The order of execution or performance of the operations in examples of the disclosure illustrated and described herein is not essential, unless otherwise specified. That is, the operations may be performed in any order, unless otherwise specified, and examples of the disclosure may include additional or fewer operations than those disclosed herein. For example, it is contemplated that executing or performing a particular operation before, contemporaneously with, or after another operation is within the scope of aspects of the disclosure. It will be understood that the benefits and advantages described above may relate to one embodiment or may relate to several embodiments. When introducing elements of aspects of the disclosure or the examples thereof, the articles “a,” “an,” “the,” and “said” are intended to mean that there are one or more of the elements. The terms “comprising,” “including,” and “having” are intended to be inclusive and mean that there may be additional elements other than the listed elements.

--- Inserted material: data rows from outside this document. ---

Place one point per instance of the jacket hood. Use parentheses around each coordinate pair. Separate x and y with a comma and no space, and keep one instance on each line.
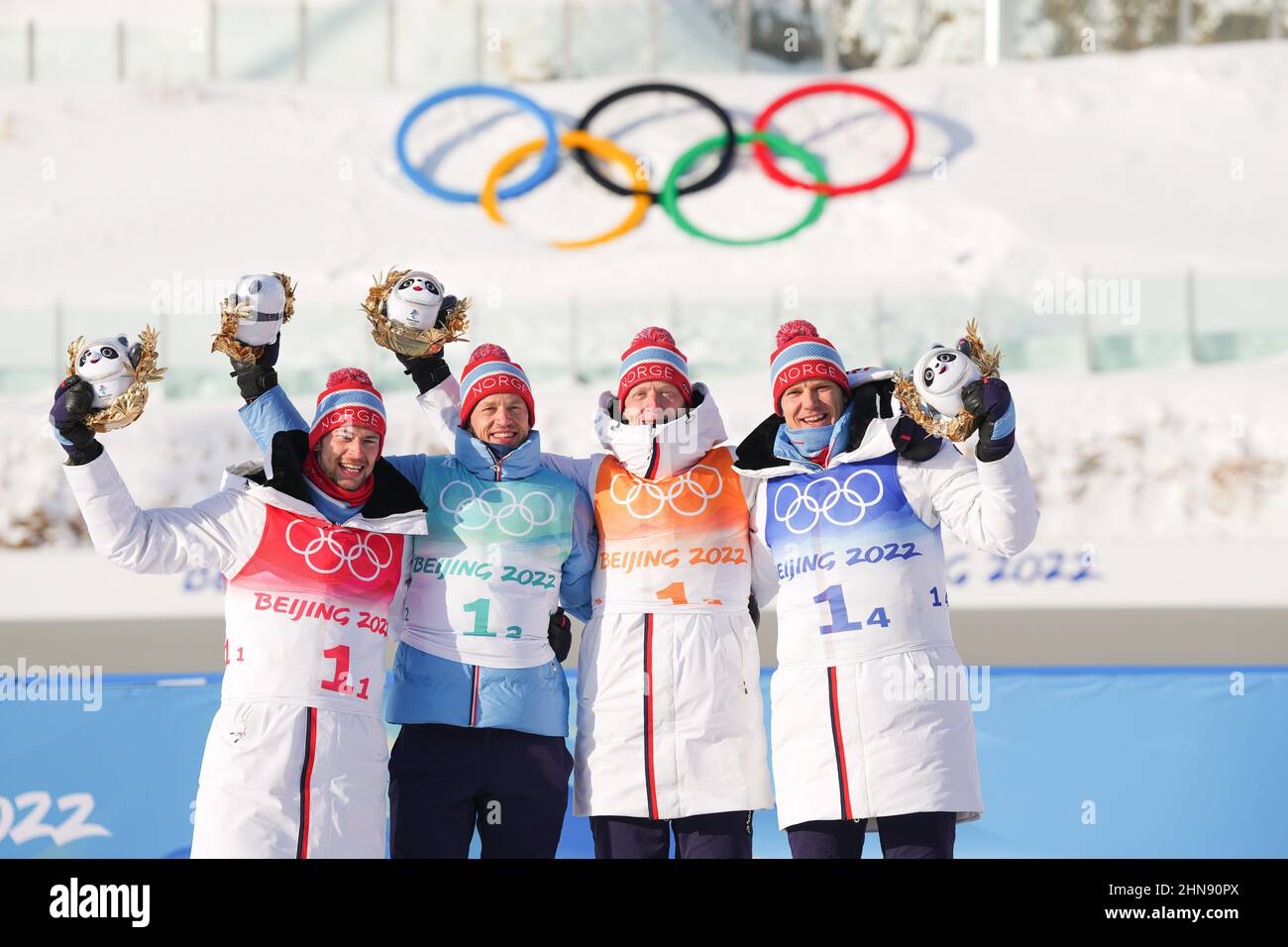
(875,427)
(666,450)
(394,504)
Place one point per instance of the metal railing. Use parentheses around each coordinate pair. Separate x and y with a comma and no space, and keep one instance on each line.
(425,43)
(1072,324)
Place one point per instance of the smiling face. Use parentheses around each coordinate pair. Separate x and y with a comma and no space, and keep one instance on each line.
(812,403)
(652,402)
(348,455)
(415,299)
(501,419)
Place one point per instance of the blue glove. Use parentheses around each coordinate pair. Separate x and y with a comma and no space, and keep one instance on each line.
(72,401)
(990,402)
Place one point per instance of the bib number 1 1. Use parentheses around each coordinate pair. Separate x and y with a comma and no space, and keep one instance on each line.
(833,596)
(481,607)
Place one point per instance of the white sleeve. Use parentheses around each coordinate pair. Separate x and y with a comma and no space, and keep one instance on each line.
(576,470)
(442,405)
(991,506)
(220,531)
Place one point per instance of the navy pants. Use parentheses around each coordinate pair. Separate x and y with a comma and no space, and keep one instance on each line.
(715,835)
(447,781)
(918,835)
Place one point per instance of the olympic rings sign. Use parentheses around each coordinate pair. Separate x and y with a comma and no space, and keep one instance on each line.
(584,146)
(361,556)
(656,499)
(513,515)
(805,508)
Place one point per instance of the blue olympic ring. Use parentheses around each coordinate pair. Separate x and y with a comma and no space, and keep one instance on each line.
(549,157)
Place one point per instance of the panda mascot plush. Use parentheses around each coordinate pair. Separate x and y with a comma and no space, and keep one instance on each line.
(940,375)
(108,365)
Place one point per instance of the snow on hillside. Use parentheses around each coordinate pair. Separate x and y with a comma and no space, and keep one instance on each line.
(1131,165)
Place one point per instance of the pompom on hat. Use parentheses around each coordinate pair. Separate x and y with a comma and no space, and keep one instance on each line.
(489,371)
(348,398)
(655,357)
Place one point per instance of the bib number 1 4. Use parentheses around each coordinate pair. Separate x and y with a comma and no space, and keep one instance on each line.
(833,596)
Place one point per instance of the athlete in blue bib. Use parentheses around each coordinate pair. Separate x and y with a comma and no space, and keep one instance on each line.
(871,719)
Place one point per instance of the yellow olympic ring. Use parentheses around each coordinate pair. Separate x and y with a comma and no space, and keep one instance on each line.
(599,149)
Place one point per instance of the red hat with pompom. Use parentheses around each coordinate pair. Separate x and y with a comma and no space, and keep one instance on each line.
(653,357)
(489,371)
(803,355)
(348,398)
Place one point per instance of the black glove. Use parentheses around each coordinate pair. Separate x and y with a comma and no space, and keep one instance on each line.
(990,402)
(559,634)
(426,371)
(912,441)
(257,377)
(72,401)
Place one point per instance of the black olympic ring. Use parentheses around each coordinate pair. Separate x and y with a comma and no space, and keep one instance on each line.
(715,176)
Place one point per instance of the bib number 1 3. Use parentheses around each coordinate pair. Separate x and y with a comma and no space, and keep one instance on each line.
(833,596)
(480,607)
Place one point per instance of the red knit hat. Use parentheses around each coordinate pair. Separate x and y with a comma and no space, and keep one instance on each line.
(348,398)
(489,371)
(803,355)
(653,357)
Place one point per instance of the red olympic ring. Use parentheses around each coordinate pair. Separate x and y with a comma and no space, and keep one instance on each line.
(765,158)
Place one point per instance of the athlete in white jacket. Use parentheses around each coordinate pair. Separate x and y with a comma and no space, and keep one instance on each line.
(295,763)
(871,718)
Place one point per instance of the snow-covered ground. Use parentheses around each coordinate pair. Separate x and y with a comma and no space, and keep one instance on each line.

The term “exemplary” is intended to mean “an example of.”

Having described aspects of the disclosure in detail, it will be apparent that modifications and variations are possible without departing from the scope of aspects of the disclosure as defined in the appended claims. As various changes may be made in the above constructions, products, and methods without departing from the scope of aspects of the disclosure, it is intended that all matter contained in the above description and shown in the accompanying drawings shall be interpreted as illustrative and not in a limiting sense.